Between 2000 and 2010, carbon dioxide emissions fell in 32 states and rose in 18 states, according to new state level emissions data released by the energy information administration (EIA). The data examines the break out of how energy is created and used in all 50 states. In addition to historical data the EIA is publishing monthly emissions data.
According to the data, the greatest percentage decrease in carbon dioxide emissions occurred in Delware which cut 27.9% or 4.5 million metric tons from their emissions between 2000 and 2010. Texas posted the greatest absolute decline of 58.8 million metric tons or 8.3%. (Percentage changes reflect the difference in landmass and population between the two states.
Some states however, are seeing increased emissions. The greatest percentage increase was in Nebraska at 16% or an increase of 6.6 million metric tons.

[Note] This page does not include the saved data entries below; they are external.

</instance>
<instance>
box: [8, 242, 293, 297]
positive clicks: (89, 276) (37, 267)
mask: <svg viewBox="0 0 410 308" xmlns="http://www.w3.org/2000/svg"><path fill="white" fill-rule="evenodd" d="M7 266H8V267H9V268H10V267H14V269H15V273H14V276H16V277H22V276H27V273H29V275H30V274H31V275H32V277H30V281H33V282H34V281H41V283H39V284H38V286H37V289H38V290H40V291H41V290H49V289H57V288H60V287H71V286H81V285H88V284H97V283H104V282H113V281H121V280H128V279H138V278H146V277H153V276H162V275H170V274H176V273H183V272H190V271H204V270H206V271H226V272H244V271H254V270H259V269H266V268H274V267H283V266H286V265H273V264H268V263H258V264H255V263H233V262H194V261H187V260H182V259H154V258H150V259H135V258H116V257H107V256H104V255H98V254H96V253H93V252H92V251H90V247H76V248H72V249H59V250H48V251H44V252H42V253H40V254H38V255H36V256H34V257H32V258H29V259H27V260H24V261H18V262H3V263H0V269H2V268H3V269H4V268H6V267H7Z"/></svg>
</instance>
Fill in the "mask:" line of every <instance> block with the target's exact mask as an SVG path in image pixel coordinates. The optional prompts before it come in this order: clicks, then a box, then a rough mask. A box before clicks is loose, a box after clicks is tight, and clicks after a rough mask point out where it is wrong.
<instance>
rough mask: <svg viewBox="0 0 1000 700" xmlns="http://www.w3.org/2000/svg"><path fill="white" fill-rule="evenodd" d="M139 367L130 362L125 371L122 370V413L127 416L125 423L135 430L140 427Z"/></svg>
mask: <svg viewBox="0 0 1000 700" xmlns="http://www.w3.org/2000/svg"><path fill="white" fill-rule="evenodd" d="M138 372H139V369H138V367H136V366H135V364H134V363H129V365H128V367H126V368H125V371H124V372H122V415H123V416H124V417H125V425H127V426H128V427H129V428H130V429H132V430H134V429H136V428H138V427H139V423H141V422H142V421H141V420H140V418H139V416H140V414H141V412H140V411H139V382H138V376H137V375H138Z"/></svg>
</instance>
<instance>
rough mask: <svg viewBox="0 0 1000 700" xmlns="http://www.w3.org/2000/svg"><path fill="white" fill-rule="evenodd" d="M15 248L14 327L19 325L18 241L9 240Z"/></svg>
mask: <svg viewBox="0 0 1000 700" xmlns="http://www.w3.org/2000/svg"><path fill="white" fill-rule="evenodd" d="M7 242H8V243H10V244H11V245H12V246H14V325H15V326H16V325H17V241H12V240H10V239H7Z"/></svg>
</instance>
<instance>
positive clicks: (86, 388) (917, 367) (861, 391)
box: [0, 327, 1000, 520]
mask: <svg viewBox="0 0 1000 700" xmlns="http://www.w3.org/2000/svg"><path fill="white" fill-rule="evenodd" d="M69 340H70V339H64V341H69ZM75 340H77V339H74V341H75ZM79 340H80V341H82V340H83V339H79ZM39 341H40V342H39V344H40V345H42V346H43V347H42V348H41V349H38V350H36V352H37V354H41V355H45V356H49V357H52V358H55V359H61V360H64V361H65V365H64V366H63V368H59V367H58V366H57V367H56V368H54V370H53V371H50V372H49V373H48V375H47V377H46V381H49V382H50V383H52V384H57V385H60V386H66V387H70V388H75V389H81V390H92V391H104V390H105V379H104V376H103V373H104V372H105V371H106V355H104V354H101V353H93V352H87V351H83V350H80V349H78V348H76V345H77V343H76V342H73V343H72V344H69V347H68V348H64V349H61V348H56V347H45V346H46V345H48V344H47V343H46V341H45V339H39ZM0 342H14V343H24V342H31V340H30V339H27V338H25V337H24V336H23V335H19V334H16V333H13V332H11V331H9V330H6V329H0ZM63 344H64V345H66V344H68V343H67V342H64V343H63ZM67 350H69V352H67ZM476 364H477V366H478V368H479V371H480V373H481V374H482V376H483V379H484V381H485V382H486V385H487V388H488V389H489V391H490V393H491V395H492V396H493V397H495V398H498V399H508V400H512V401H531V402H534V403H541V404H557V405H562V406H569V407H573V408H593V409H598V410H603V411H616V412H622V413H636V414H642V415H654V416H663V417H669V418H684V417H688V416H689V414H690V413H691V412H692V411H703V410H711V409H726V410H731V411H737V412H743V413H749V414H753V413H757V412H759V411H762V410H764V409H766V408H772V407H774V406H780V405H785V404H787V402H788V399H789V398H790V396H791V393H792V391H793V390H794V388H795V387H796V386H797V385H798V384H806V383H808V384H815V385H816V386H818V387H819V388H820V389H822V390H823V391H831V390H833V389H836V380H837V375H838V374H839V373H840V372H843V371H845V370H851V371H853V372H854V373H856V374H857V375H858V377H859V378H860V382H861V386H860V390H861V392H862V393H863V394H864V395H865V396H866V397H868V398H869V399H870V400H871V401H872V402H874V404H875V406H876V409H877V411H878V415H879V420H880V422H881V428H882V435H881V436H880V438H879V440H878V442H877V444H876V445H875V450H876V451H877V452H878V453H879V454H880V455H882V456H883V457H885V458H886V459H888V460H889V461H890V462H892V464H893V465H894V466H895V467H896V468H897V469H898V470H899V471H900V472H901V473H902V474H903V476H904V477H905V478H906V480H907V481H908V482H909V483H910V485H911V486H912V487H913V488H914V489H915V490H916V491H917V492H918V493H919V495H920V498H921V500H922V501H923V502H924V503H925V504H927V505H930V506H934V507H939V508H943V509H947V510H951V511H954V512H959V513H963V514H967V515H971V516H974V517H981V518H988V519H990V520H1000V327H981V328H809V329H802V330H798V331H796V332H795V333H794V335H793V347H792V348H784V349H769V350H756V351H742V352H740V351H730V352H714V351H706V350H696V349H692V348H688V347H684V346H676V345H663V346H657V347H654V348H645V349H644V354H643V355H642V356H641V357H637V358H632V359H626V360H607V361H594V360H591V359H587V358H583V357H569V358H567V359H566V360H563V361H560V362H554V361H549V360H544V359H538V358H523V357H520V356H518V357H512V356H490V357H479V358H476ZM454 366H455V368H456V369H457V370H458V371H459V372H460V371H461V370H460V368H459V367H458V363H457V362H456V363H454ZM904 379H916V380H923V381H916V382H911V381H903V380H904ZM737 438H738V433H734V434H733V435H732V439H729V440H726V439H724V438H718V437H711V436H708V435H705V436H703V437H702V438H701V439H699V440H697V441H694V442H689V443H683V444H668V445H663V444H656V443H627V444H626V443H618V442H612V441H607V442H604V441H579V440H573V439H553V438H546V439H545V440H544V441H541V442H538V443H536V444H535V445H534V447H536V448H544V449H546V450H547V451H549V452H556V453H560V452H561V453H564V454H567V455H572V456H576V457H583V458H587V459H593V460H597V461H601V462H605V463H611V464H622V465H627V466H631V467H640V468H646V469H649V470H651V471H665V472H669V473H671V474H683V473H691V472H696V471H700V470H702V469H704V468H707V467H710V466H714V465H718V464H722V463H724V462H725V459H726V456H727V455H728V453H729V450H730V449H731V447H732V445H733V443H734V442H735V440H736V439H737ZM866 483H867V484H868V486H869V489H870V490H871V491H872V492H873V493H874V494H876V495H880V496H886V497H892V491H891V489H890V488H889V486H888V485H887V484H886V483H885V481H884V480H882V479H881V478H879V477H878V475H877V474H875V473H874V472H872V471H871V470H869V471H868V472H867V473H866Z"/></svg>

Colorado posted the greatest absolute increase of 11.8 million metric tons or 13.9%.
As expected, states exhibit different emissions profiles based on their local energy mix. West Virginia is a leader in coal consumption, and it accounts for over 80% of its emissions profile. Whereas most of California’s emissions (over 60%) come from petroleum.
States with greater populations also tend to emit more without a strict policy of limitation. New York for example which has introduced a number of initiatives aimed at cutting back on emissions has the lowest rate of emissions per capita of 8.8 metric tons. According to the report, the type of economy New York has also helps keep emissions low. “The New York economy is oriented towards high-value, low-energy-consuming activities such as financial markets. For example, in 2010 New York contained 6.3 percent of the U.S. population, but consumed only 1.1 percent of the country’s industrial energy,” the administration writes.